🤖 AI Summary
Modeling spatiotemporal dependencies in high-dimensional, irregular, large-scale scientific spatiotemporal data—such as sparse sensor observations and high-fidelity simulations—remains challenging due to fragmented interpolation-reconstruction-prediction pipelines, poor scalability, and difficulty capturing complex dependencies. This paper proposes a unified Transformer-based framework addressing these issues. Its core contributions are: (1) a novel learnable query mechanism with query-level cross-scale cross-attention, enabling joint modeling of multi-granularity spatiotemporal dependencies; and (2) integration of sparse attention with conditional neural fields to support efficient, resolution-agnostic inference. The architecture follows an encoder-processor-decoder design, enabling end-to-end interpolation, reconstruction, and forecasting. Evaluated on multiple scientific modeling tasks, the method achieves state-of-the-art performance, significantly improving training/inference efficiency, generalization, and robustness—especially on large-scale datasets.
📝 Abstract
Spatiotemporal learning is challenging due to the intricate interplay between spatial and temporal dependencies, the high dimensionality of the data, and scalability constraints. These challenges are further amplified in scientific domains, where data is often irregularly distributed (e.g., missing values from sensor failures) and high-volume (e.g., high-fidelity simulations), posing additional computational and modeling difficulties.
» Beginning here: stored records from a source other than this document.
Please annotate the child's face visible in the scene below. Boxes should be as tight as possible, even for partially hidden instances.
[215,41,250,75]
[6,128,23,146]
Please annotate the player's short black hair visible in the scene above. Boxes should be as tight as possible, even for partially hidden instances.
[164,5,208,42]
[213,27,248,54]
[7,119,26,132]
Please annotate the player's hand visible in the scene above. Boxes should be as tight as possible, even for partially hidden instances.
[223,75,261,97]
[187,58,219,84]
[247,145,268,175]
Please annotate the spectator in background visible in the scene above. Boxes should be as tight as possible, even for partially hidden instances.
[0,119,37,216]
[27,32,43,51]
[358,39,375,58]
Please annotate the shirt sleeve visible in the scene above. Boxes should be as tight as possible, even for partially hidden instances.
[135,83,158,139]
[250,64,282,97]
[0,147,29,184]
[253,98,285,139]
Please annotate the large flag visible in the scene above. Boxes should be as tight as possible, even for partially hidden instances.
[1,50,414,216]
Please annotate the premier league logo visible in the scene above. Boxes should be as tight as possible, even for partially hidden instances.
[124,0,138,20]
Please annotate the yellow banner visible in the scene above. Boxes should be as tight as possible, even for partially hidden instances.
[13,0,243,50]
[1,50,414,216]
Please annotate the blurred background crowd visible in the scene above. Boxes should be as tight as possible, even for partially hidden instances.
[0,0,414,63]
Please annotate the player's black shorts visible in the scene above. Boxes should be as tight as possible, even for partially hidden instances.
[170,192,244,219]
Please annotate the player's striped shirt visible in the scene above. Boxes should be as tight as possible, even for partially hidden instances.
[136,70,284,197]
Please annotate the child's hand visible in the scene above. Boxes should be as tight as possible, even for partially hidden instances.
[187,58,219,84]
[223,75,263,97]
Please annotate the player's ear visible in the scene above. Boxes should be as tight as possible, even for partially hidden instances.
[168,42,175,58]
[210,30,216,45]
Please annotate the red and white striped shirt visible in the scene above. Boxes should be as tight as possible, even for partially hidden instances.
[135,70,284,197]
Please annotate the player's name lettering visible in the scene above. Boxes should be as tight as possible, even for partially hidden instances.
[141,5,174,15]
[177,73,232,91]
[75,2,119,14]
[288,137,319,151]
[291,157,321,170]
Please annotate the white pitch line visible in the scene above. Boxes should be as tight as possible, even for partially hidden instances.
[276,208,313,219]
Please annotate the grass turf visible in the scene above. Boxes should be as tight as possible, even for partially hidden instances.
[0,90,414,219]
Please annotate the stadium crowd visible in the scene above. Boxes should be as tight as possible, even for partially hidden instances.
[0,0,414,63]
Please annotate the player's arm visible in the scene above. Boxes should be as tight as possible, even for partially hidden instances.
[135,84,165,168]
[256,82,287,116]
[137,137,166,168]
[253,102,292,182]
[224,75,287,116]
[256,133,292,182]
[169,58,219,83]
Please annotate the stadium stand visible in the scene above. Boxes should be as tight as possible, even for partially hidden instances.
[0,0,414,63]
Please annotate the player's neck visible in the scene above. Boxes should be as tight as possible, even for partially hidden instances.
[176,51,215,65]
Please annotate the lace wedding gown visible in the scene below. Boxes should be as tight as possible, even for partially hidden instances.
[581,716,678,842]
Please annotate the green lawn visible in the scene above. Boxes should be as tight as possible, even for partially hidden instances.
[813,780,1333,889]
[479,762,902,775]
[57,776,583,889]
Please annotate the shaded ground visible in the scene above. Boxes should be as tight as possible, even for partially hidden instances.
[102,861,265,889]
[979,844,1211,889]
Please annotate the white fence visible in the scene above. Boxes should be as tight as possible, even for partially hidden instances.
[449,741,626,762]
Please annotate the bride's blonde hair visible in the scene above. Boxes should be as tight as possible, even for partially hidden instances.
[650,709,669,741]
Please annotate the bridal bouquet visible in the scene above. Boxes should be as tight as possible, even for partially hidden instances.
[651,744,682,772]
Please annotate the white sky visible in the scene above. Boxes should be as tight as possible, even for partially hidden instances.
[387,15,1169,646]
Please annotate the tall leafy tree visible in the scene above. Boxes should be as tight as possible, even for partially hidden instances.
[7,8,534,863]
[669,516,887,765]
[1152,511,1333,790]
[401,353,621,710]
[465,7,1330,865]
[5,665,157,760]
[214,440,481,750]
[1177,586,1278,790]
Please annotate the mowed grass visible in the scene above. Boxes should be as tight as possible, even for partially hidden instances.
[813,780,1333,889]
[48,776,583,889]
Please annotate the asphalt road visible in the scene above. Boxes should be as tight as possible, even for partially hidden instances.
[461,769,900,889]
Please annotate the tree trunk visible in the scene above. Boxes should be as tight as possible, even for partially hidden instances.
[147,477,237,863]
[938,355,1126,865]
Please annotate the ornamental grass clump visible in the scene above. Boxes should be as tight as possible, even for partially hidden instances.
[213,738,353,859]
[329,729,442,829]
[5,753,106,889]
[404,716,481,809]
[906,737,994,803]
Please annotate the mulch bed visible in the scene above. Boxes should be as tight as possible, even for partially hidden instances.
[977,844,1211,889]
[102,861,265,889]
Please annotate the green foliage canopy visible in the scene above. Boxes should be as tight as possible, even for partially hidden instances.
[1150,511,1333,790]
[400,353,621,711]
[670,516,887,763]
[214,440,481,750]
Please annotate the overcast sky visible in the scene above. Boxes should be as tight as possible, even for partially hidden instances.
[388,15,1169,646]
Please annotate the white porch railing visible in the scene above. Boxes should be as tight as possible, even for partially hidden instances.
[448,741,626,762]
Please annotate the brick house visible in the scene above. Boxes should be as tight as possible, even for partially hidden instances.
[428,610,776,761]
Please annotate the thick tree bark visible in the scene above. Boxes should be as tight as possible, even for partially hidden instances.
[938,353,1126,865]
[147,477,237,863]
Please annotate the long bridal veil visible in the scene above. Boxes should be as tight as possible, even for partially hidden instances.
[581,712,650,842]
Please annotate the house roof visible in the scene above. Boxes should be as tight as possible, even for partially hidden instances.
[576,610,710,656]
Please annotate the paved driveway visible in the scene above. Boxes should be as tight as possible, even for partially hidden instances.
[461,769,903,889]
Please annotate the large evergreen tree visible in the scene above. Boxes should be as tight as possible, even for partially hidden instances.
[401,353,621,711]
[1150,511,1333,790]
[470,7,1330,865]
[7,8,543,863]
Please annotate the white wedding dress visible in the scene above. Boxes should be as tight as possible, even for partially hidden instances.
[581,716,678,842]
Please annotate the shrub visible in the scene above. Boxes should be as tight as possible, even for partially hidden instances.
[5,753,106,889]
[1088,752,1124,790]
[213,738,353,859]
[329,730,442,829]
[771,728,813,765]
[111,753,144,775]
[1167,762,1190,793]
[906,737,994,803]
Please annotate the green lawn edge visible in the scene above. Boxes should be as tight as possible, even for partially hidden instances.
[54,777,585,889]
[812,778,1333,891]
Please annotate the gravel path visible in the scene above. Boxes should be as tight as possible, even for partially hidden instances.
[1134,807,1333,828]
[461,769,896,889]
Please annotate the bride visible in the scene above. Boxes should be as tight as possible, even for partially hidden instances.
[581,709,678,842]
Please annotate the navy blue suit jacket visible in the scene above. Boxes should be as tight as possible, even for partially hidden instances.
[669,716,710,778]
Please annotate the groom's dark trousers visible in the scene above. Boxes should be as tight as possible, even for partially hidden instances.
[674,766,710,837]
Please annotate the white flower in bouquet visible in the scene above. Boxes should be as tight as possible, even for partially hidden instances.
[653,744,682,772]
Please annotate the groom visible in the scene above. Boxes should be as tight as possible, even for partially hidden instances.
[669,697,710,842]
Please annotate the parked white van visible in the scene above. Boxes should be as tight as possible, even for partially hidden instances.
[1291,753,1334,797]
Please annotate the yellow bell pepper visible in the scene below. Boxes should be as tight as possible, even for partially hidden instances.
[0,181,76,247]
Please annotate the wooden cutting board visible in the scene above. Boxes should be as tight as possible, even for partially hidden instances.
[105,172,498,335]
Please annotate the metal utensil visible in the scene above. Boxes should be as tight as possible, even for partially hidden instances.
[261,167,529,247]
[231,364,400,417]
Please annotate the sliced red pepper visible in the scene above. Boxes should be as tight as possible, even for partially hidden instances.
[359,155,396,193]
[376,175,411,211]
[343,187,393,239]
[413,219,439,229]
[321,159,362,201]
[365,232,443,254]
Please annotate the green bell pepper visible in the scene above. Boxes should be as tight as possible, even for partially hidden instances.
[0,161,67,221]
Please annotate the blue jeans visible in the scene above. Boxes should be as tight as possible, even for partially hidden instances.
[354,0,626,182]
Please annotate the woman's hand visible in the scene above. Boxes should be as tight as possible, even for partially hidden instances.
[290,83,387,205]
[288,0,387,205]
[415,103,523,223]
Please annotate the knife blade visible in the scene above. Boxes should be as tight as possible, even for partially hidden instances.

In this paper, we present SCENT, a novel framework for scalable and continuity-informed spatiotemporal representation learning. SCENT unifies interpolation, reconstruction, and forecasting within a single architecture. Built on a transformer-based encoder-processor-decoder backbone, SCENT introduces learnable queries to enhance generalization and a query-wise cross-attention mechanism to effectively capture multi-scale dependencies. To ensure scalability in both data size and model complexity, we incorporate a sparse attention mechanism, enabling flexible output representations and efficient evaluation at arbitrary resolutions. We validate SCENT through extensive simulations and real-world experiments, demonstrating state-of-the-art performance across multiple challenging tasks while achieving superior scalability.